Immortality (of a sort)

Last week I submitted a teaching module on the Politics of Higher Education (co-authored with Cathy Rytmeister) for peer review. All going well, it should be part of a MOOC (massive open online course, for those outside higher education) next year. [Update: you can find Contemporary Approaches to University Teaching here. Enrolments are open to all and it is free of charge]. This is a predominantly Australian module that explores how history informs the future and takes a big picture look at the political, economic, social and cultural factors that have shaped the Australian higher education system as we know it today.

Working on the module gave me the opportunity to reread a wonderful historic collection, Select Documents in Australian History 1851-1900 (Clark, 1969), pictured below in my new reading nook at home.

Education is just one small section of the book, but is a great resource for thinking about the aims and purposes of a university. The collection includes a newspaper report of a speech by William Charles Wentworth to the Legislative Council of NSW on 4 October 1849 proposing the establishment of Australia’s first university, the University of Sydney. It reads:

[Wentworth] hoped the institution they now contemplated would afford a sphere of instruction, not for that colony alone, but for the whole family of man. That it would be the fountain of knowledge at whose spring all might drink, be they Christian, Mahomedan, Jew, or Heathen. That its gates would be open to all whether they were disciples of Moses, of Jesus, of Bramin, of Mahomed, or Vishnu, or of Buddha …

He believed [the establishment of the university] would be the crowning act of the deeds of the [Legislative] Council … So long as this institution should exist they would not be forgotten—so long as it flourished their memory would not decay. He looked upon this measure as more important than all that they had heretofore done in that House. They had passed laws, but those laws might be altered—might, in the change of fleeting circumstances, be swept away; but this measure—this, which was to enlighten the mind—to refine the understanding and to elevate the soul of their fellow-men—this, of all their acts, alone contained the germ of immortality (pp 697-698).

SydneyThe University of Sydney, circa 1863-1865. From the collections of the State Library of NSW.

Also included in the collection is an excerpt from the 1904 Final Report of the Royal Commission on the University of Melbourne (Clark 1969) which describes the function of a university:

In a country like this, where there are no leisured classes, and where everyone has to make his living, a University can only be truly national by association with the life’s work of the people. It is too commonly supposed the object of a University is to train students to obtain degrees. Although this is doubtless an important function, yet, its chief object is to educate—that is, to fully develop the faculties of the students, and to extend the bounds of knowledge … In fact, a student should be able to get the best instruction and education in all branches of knowledge and, what is more important, actual training in the methods of research, so as to be able himself to add to the existing stock of knowledge (pp 698-699).

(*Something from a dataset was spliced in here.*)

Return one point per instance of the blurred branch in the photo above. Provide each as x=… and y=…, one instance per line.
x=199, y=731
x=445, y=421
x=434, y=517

I love these glimpses into the hopes for the universities of the future. They are simultaneously egalitarian (open to all religions) and blinkered (for men only). They make great claims for knowledge, and appeal to pomposity (sadly, the Legislative Council can’t claim to be immortalised in our memory).

As an aside, it’s also enjoyable to take a look at the historical documents surrounding individual institutions. My own university, for example, was described on its establishment as ‘Australia’s most radical and unconventional university’ yet it carries the name of a staunch conservative governor (Mansfield and Hutchison, 1992). The university has a wonderful online archive relating to his life and work but, arguably, our institutional memory is more patchy. I did come across this interesting, but seemingly not recently updated, blog on the radical history of the university. It’s well worth a read for those interested in student activism, alongside Rebecca Dolhinow’s paper in Australian Universities’ Review on Activism on the Corporate Campus.

How much has really changed since these documents were written in 1849 and 1904? We are still focussed on the life’s work of the people, but we call it employability. We train students, including undergraduates, in research methods. We may not claim to enlighten the souls of our students but, by another name, we seek to transform them through our teaching. Plus ça change.